Carolyn Bennett Liberal St. Paul's, ON

Lifting the curtain and finding out what wizard is behind there would be good, yes.

5:10 p.m.

Director and Past Chair, Cancer Advocacy Coalition of Canada

Dr. William Hryniuk

That's the first step, finding out who's there and what--

5:10 p.m.

Liberal

Carolyn Bennett Liberal St. Paul's, ON

Okay.

5:10 p.m.

Conservative

The Chair Conservative Rob Merrifield

Thank you very much.

Simply for the committee's information, JODR is a 100% provincial body, is that right?

5:10 p.m.

Director and Past Chair, Cancer Advocacy Coalition of Canada

Dr. William Hryniuk

Yes, but the CDR has observers there.

5:10 p.m.

Conservative

The Chair Conservative Rob Merrifield

But there's no federal funding for JODR, is there?

5:10 p.m.

Director, Provincial Drug Reimbursement Programs, Cancer Care Ontario

Debbie Milliken

It's a provincial-territorial initiative.

5:10 p.m.

Conservative

The Chair Conservative Rob Merrifield

Exactly. That's for the information of the committee.

Go ahead, Mr. Brown.

5:10 p.m.

Conservative

Patrick Brown Conservative Barrie, ON

Thank you, Mr. Chairman.

I'm glad to have the perspective of cancer groups and agencies here today. I've asked questions previously as we've had testimony and opinions brought before us. One of my questions is related to a constituent's concern I had brought to my office, and it was very heartfelt. I'll ask it again today because it falls into an area you'd have greater familiarity with.

A daughter came in about her mother who was sick with cancer. Her mother had spoken to their physician and the physician mentioned that because of what he called government bureaucracy, the drugs he thought would be useful for her mother weren't available. One he mentioned was Iressa and another was Tarceva. They were very concerned and felt the CDR was holding that up. Not knowing very much about the CDR, I said I'd certainly look into it.
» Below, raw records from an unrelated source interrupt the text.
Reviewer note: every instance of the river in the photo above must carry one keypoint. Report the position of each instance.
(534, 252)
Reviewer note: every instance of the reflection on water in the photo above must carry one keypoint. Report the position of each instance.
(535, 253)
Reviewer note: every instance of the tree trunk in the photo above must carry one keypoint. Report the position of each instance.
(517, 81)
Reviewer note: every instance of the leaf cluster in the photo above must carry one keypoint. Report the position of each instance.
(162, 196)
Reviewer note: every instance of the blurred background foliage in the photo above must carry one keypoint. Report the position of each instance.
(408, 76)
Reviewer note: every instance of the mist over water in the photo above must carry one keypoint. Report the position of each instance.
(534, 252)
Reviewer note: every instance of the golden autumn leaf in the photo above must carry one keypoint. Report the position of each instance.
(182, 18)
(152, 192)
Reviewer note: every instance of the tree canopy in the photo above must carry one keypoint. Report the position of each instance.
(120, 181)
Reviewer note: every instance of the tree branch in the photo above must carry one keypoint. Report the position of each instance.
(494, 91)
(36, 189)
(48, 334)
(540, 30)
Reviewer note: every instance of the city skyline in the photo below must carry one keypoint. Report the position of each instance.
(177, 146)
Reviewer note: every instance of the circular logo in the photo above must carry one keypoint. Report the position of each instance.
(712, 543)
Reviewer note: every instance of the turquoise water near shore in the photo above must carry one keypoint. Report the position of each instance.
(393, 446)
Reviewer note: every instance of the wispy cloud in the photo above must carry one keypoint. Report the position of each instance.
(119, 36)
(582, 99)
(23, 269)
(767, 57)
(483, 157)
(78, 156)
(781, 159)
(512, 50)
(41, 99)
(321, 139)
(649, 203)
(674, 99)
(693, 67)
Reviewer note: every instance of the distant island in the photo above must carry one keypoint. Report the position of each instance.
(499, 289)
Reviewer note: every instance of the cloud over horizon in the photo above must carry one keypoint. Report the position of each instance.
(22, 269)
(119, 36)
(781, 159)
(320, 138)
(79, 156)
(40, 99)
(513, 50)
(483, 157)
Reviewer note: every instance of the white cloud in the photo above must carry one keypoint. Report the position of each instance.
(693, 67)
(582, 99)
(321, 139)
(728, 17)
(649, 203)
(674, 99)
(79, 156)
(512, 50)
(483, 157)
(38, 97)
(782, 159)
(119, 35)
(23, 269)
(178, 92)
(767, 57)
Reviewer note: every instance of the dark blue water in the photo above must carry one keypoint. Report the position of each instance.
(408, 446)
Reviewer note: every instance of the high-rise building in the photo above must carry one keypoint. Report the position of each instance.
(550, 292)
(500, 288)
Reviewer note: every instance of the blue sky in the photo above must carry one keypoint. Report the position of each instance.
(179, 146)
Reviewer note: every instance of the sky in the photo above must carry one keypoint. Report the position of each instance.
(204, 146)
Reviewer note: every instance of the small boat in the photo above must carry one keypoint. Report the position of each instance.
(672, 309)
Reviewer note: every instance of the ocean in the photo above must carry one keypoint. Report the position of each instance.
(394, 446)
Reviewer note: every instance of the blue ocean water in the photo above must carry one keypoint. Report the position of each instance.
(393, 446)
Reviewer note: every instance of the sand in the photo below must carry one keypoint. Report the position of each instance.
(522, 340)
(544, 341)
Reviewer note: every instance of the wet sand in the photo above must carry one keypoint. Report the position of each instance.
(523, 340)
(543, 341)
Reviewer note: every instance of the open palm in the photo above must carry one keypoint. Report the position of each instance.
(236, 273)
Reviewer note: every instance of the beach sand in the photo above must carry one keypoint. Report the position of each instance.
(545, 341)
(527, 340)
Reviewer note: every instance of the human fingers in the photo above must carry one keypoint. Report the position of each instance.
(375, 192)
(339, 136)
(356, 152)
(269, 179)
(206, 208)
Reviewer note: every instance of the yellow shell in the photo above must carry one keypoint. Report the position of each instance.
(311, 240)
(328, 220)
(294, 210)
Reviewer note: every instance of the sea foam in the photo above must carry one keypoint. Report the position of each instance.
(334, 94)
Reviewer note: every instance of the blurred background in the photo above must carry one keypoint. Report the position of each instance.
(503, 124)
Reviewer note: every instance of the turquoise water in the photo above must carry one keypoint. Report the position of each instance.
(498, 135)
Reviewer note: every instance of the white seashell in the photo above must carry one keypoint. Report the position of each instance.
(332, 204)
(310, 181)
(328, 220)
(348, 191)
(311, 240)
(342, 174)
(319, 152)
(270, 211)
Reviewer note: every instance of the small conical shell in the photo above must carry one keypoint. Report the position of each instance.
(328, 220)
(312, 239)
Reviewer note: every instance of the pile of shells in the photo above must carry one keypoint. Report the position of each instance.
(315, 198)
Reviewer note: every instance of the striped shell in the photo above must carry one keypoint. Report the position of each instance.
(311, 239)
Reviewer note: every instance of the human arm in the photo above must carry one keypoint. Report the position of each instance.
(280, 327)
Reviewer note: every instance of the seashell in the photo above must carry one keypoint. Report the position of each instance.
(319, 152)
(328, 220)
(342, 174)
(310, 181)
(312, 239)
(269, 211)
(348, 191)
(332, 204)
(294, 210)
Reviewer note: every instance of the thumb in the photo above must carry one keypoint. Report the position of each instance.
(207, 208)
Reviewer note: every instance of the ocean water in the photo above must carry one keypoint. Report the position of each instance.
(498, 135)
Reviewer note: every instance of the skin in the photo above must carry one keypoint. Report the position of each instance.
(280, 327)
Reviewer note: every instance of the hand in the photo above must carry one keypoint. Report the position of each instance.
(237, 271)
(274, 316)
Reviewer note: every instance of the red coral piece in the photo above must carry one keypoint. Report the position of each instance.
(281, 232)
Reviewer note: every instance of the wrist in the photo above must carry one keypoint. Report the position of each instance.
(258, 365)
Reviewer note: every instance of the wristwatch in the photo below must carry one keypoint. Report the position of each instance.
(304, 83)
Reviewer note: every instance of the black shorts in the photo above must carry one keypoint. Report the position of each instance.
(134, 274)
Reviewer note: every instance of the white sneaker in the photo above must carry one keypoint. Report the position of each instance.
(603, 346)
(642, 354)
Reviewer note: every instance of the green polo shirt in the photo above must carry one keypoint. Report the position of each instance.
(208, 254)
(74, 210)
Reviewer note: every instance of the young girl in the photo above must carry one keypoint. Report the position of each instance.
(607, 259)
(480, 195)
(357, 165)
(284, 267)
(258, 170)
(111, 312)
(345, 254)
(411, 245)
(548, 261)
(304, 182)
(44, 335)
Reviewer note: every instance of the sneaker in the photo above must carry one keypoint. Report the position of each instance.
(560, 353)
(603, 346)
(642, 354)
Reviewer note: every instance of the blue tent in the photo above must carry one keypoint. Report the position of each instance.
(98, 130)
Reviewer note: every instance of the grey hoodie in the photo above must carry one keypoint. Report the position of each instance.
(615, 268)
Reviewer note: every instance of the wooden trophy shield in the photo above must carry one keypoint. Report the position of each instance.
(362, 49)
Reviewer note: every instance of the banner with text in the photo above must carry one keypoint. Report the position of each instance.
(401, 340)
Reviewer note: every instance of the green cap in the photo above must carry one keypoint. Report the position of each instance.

It concerned me, because I think the guidelines we should be worried and always concerned about in the Government of Canada are patient access and safety. What I'm interested in knowing about the CDR is whether, in your opinion, it has improved patient access to cancer drugs. Has it enhanced safety, in the sense that if it has reduced access, has it made up for it in increased safety? My concern is that I haven't seen evidence that it's doing that.

Perhaps you could comment on those two drugs and what happened with the CDR there. I understand it was approved in some provincial jurisdictions but not approved by the CDR. What are your general opinions about how this enhances or limits patient access?

5:10 p.m.

President, Colorectal Cancer Association of Canada

Barry Stein

I think we first have to clarify the existing situation, which is that safety concerns are generally evaluated at the federal level by TPD or by BGTD at Health Canada; then the funding decisions are made on the provincial basis, and that's likely what the JODR is going to look at in terms of oncology products.

In my presentation I was referring to the harmonization or unification of this type of process. One of the things that I think would be very important to take away is that when it comes at least to the oncology products, an earlier review could be started at the time that Health Canada is evaluating the safety of the product, so as not to lose time and have an additional delay down the track.

I think in at least one case or so, CDR has attempted to do that in order not to add to the eventual delays. This becomes of paramount importance when we're talking about cancer medications, because this is life or death, as opposed to the situation with other medications, which may not necessarily be life or death. I think you actually alluded, maybe unwittingly, to the whole connection between the shortening of the delays between the decisions being made for reimbursement and the safety concerns. I think that opportunity should be looked into.